"The pet is not in a forest."
Translation:Chan eil am peata ann an coille.
An is the original word, related to English in. No one seems to know why the ann was added but it is very confusing. It is nothing to do with anns the special form of an 'in' used before the definite article and a few other places.
You can still hear an in very formal Gaelic or in fixed expressions like Tha mi an dòchas 'I am in hope', thus 'I hope'.
No one seems to know why the ann was added but it is very confusing.
Akerbeltz suggests in the ann an article (and that’s my hypothesis too) that it’s added to avoid ambiguity since the loss of eclipsis in Scottish Gaelic. Since an taigh can mean both the house and in a house, people started to say ann an taigh, there, in a house, in-it in a house to make it clear.
When there’s no fear of ambiguity, the ann is sometimes omitted, Akerbeltz gives example bha iad an Glaschu they were in Glasgow – as Glaschu never has a definite article, an Glaschu must mean in Glasgow so it’s sufficient.
On the other hand in Irish the preposition just stays i and is never doubled, eg. ‘in a house’ is i dtigh /ə d’ig’/ (or, depending on dialect, i dteach /ə d’ax/) and there’s no ambiguity with definite article because of eclipsis. ‘the house’ – an tigh /ə t’ig’/ or an teach /ə t’ax/ – has different consonant.
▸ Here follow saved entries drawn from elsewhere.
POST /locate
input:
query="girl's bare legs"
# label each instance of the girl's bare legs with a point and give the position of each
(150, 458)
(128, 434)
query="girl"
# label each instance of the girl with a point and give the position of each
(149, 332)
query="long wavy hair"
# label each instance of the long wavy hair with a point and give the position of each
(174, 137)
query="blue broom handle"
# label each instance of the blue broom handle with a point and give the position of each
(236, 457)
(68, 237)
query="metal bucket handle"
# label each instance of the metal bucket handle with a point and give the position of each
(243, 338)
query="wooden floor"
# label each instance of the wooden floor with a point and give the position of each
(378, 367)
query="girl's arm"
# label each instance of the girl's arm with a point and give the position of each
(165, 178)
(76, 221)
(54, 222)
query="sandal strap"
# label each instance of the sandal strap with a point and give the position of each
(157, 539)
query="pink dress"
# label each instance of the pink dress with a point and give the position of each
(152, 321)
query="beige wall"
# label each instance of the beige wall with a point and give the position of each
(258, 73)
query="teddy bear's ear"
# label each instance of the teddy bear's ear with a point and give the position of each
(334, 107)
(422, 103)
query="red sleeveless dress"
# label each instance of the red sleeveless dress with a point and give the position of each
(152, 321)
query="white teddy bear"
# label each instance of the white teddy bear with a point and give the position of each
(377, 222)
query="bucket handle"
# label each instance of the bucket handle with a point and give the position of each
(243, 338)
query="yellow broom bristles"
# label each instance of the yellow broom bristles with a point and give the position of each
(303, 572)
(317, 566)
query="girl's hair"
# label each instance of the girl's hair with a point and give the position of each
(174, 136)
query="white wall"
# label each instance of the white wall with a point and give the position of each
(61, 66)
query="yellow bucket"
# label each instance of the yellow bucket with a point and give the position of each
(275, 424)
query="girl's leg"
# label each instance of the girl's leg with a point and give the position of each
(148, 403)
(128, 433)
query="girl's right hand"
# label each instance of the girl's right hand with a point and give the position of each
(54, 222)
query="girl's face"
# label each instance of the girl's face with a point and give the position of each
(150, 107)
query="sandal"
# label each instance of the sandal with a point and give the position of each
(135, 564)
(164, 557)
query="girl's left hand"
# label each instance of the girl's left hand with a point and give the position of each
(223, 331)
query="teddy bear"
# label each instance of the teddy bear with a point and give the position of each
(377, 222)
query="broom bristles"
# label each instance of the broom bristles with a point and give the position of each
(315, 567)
Thank you for that link. However I am always rather dubious of these claims that disambiguation causes change, except when the words are so similar (e.g. if similar words meant 'left' and 'right') that you cannot tell by context. But I accept it is a possibility.
And just for good measure, an taigh has a third meaning: 'their house', which would be a dteach in Irish.